We ran into a similar issue with ballet. My two younger boys participated enthusiastically in ballet, and my 12-year-old absolutely loved the idea of being the only male dancer in the troupe, who would eventually have to be strong enough to lift girls. He was proud of the strength and flexibility he would require to be able to do it. My youngest absolutely loved everything about it, and really wants to dance this year, but there is absolutely nowhere around us for over an hour away that will take boys in ballet classes. Having talked to other parents of boys, I’ve discovered that I’m not alone in wishing that there were more classes for older boys in both gymnastics and dance, particularly in ballet. There are some troupes that offer hip-hop to boys, but where we live, we just can’t find a class that will take boys.
This infuriates me. I don’t understand why sport has to be specific to each gender. As young kids, they’re already segregated into boy’s soccer and girl’s soccer. Boy’s hockey and girl’s hockey. It’s perfectly okay to combine girls and boys in dance, gym, and swim classes, but for some reason, even those become segregated in most clubs at a certain age (with the exception of swimming). Worse yet, those classes disappear completely for boys, with dance and gymnastics clubs for boys being nearly impossible to find, while girl’s hockey, soccer, basketball, and so on are everywhere you look. Girls are patted on the back when they sign up for traditionally male-centric sports such as hockey, football, and rugby.To make matters even worse, boys are openly discouraged from participating in these activities, and teased endlessly if they continue in dance, gymnastics, or even figure skating.

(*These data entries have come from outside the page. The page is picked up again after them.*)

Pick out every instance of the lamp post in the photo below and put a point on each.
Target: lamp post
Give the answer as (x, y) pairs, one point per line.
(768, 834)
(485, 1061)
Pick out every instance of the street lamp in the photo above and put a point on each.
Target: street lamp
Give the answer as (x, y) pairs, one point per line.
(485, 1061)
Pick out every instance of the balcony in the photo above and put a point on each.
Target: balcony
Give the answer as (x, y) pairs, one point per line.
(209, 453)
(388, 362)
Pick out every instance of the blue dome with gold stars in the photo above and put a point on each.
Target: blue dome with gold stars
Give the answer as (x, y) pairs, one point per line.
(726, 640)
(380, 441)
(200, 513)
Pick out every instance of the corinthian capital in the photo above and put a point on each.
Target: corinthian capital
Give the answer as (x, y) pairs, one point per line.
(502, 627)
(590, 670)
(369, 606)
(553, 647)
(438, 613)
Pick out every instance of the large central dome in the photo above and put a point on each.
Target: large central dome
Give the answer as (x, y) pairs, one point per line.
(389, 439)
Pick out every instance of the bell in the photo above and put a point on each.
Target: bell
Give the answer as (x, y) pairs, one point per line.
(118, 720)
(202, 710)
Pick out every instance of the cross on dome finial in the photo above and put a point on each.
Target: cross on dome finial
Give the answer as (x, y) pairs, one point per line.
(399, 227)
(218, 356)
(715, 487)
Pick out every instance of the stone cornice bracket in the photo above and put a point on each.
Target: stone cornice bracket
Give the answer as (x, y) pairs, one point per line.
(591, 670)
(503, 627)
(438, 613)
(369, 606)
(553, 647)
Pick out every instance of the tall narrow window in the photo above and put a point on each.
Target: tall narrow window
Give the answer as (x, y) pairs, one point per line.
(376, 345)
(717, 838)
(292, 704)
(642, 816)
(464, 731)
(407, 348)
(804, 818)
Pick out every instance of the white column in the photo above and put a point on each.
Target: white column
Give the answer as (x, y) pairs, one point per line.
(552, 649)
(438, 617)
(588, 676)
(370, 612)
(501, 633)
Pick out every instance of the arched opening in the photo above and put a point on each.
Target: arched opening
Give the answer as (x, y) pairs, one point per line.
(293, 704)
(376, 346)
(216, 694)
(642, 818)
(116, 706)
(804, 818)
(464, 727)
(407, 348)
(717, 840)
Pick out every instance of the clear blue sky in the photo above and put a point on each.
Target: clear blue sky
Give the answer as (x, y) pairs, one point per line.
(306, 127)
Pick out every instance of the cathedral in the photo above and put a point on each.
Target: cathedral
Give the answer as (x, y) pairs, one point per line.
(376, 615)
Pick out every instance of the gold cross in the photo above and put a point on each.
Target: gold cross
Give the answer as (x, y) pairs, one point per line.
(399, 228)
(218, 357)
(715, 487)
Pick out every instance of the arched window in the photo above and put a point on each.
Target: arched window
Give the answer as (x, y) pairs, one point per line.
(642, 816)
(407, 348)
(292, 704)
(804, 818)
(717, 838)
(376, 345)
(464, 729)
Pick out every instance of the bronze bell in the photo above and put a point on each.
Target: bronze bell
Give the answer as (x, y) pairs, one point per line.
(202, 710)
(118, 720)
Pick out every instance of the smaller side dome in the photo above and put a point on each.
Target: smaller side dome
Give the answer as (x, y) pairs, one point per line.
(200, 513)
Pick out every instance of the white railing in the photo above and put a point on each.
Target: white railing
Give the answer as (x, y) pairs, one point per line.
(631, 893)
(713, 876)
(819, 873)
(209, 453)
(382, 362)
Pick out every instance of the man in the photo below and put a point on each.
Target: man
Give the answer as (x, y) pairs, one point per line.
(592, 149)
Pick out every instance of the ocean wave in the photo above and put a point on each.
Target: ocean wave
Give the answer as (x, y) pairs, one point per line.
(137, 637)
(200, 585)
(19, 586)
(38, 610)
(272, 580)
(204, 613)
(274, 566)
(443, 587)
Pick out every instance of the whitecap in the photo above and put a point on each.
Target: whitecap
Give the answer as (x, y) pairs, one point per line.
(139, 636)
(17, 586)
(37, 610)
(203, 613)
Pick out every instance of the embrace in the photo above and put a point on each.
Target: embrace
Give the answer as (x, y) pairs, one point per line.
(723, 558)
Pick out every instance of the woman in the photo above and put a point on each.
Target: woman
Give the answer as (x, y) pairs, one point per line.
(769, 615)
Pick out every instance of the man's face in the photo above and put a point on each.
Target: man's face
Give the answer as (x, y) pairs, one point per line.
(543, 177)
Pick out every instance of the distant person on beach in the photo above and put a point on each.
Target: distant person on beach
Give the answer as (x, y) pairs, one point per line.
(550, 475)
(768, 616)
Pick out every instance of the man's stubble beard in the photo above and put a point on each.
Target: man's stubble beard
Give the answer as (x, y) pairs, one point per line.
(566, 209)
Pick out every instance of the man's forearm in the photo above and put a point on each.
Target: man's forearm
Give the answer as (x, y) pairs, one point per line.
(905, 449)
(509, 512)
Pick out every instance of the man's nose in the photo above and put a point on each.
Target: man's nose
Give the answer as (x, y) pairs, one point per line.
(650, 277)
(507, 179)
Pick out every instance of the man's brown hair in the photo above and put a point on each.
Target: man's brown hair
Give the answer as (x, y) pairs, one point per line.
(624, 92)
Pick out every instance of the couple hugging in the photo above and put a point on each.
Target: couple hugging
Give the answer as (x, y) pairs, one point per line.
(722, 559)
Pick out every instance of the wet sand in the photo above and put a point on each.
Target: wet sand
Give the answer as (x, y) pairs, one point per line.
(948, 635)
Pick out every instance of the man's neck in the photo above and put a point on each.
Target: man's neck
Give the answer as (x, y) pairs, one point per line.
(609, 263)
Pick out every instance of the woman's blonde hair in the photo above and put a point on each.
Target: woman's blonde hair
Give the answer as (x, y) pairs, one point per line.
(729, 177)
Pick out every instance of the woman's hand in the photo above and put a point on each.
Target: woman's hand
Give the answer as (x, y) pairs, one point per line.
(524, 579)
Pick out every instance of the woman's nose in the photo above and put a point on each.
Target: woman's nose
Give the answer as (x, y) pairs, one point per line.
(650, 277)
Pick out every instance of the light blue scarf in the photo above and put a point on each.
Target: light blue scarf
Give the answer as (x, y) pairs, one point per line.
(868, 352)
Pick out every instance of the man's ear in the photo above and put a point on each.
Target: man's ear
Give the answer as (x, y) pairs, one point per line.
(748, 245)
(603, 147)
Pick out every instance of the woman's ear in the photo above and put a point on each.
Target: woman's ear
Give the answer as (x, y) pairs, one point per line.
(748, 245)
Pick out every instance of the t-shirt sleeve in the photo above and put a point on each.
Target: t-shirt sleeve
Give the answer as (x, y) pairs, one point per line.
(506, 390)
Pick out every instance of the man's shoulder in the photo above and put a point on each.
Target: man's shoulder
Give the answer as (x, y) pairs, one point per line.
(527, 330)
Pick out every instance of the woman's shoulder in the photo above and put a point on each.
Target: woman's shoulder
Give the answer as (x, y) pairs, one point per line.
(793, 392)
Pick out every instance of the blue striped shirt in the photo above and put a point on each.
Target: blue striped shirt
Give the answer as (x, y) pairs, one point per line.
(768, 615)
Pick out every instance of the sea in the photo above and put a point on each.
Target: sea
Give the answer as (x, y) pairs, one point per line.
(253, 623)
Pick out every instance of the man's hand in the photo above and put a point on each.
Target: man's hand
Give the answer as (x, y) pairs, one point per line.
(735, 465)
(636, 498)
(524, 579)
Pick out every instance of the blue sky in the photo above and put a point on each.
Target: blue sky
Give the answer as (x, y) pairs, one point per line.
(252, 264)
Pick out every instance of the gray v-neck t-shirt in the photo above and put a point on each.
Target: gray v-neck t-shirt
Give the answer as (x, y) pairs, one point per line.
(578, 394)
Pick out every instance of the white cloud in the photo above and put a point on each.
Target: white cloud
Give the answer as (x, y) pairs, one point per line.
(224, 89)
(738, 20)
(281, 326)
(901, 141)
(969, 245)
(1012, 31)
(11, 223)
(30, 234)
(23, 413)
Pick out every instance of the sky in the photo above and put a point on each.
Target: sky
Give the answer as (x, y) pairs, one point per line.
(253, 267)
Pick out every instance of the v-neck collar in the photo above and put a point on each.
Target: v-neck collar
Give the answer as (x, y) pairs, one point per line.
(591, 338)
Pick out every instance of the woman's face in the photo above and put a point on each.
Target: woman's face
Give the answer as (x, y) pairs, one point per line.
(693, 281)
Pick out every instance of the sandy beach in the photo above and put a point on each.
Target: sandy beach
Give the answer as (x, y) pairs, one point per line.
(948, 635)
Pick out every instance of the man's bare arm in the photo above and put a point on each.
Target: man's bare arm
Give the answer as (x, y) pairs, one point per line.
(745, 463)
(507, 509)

My 19-year-old couldn’t have cared less when he was in gymnastics — he was ripped when he was in gym, and he knew he looked good, and was good at it. That was all that mattered to him. But my 12-year-old, G, decided firmly against going back to ballet, despite his enthusiasm and love of the dance last year, because he felt it was socially unacceptable for a boy to be in ballet. His teacher had assigned a dance project to the kids last year near the end of the year, and he was so excited about it. We even got a pair of ballet shoes signed by the Principal Dancer of the Royal Winnipeg Ballet for the project, and he was almost finished the project when one of his peers did a presentation on hip-hop, resulting in the class bully teasing him, labeling him with rude nick-names, and reducing him to tears. My poor G was devastated, scrapped the whole project, and refused to do it at all. Now he refuses to sign up for dance classes again. Even hip-hop, which he really wanted to do this year, is off the list now. I’m heartbroken for him as he has come to believe that he has to conform or be scoffed. The message we’re sending is that if you’re a girl and you are interested in male-centric sport, you’re strong, bold, and willing to go after whatever you want. The message we’re sending boys is that if you are interested in female-centric activities, you’re ‘girlie’, ‘gay’, and weak.
Things need to change. Our sons deserve to be able to express themselves in every way they wish. Raise your boys and your girls to be open to all things in life. Girls participate in martial arts, rugby, soccer, and hockey, wear blue, and have been wearing pants for decades. So let’s open up our boys’ worlds too! Yes, it will take time, but we have to start somewhere. Curb comments from your kids that refer to gender roles, and talk to them about the fact that pink and blue are only colors. Offer dance classes, gymnastics, art classes, and other stereotypically ‘girlie’ activities to your young boys. Let them lead the way in expressing their interests, and allow them to explore a wide variety of activities and interests. Let the kids be kids! We need to change their world into one that’s less inclined to slot males and females into neat little gender boxes, and into one that’s open to allowing boys the same opportunities that girls have to explore all of their interests without judgment.